In practice, the boundary is fluid. Many systems use a tape as a dynamic graph IR.

### Failure Modes

Tracing systems have characteristic failure modes.

A value may be needed by the host language as a concrete value, but during tracing it is symbolic.

Example:

```python
def f(x):
    return range(int(x))
```

If `x` is traced, `int(x)` cannot be computed at trace time unless `x` is static.

Another failure mode is accidental specialization. A branch, loop bound, or data structure size may be fixed by the tracing example, producing a trace that works only for that case.

A third failure mode is hidden side effects. A mutation performed during tracing may not occur during later executions of the compiled trace.

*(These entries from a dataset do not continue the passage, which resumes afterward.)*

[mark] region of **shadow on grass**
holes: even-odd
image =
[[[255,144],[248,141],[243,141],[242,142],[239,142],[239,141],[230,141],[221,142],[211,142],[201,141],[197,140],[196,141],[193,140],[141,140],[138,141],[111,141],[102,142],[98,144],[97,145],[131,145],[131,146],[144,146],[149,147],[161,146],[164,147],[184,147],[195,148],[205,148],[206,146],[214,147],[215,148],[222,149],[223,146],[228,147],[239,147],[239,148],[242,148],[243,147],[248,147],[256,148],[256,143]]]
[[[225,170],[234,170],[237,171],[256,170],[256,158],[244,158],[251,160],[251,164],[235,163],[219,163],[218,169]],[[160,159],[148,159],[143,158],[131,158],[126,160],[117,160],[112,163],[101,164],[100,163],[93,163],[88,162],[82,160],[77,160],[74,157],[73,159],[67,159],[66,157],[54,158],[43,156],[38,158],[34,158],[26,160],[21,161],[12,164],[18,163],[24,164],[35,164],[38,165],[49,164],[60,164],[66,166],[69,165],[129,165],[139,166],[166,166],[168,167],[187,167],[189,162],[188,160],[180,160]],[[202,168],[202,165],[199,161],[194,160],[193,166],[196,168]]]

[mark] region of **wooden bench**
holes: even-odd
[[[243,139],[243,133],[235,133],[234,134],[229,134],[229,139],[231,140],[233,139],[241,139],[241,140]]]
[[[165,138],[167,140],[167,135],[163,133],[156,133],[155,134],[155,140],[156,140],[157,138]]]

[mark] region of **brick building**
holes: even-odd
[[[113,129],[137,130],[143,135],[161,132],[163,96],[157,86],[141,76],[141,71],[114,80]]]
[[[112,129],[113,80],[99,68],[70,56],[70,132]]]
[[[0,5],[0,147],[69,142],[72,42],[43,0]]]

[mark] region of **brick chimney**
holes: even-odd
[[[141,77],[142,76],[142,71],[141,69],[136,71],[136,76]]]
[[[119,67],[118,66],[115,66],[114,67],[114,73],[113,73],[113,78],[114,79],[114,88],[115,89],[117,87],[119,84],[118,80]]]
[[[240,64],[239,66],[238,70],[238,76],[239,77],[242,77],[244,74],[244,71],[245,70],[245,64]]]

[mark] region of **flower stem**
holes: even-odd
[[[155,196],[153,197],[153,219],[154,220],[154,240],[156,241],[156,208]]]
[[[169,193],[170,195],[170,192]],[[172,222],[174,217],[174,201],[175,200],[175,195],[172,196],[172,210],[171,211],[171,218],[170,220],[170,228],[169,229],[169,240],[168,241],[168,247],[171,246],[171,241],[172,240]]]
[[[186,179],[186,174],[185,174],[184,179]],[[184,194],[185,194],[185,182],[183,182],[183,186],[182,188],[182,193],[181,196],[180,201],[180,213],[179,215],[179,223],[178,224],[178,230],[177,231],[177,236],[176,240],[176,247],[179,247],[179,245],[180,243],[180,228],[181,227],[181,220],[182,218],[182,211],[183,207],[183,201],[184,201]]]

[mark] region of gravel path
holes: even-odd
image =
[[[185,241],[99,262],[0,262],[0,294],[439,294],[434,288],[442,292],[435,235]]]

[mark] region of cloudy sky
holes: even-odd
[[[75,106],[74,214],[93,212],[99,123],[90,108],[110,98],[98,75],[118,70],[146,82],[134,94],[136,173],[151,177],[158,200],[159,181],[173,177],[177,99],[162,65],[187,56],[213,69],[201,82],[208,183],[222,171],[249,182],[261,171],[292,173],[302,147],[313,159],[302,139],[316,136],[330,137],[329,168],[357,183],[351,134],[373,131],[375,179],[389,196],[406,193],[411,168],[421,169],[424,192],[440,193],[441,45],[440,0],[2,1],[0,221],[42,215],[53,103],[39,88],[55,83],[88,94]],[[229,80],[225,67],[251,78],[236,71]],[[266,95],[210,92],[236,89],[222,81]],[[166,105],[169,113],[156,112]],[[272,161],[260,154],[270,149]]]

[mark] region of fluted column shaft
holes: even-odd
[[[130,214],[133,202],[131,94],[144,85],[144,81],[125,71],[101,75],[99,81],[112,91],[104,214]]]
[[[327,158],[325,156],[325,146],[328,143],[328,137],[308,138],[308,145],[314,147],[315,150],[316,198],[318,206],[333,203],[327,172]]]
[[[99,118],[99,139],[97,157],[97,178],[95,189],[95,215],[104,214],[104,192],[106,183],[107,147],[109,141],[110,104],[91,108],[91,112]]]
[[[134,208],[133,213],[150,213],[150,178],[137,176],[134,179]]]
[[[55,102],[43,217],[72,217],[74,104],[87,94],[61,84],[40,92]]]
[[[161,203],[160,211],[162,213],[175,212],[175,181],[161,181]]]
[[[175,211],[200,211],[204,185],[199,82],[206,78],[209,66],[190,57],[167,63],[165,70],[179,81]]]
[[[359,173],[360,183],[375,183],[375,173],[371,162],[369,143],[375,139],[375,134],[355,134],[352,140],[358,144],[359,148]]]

These failures are not incidental. They follow from the two-stage nature of tracing.

### Design Criteria

A tracing system for AD should specify:

```text
Which operations are traceable?
Which values are static?
Which values are symbolic?
Which host-language effects are allowed?
How are control flow and loops represented?
What causes retracing?
How are traces cached?
How are nested traces separated?
How are custom primitives registered?
How are errors reported when symbolic values escape?
```

Clear answers are essential. Without them, users face behavior that appears arbitrary.

### Summary

Tracing records an execution of a program into a graph, tape, or IR.

It gives AD systems a practical path between dynamic host-language programming and compiler-based optimization. The user writes ordinary code, while the system captures numerical operations for differentiation and compilation.

Tracing works best when numerical computation is pure, effects are explicit, shapes are understood, and control flow is represented at the trace level when it depends on symbolic values. Its main tradeoff is specialization: a trace represents a class of executions, not necessarily every possible execution of the original program.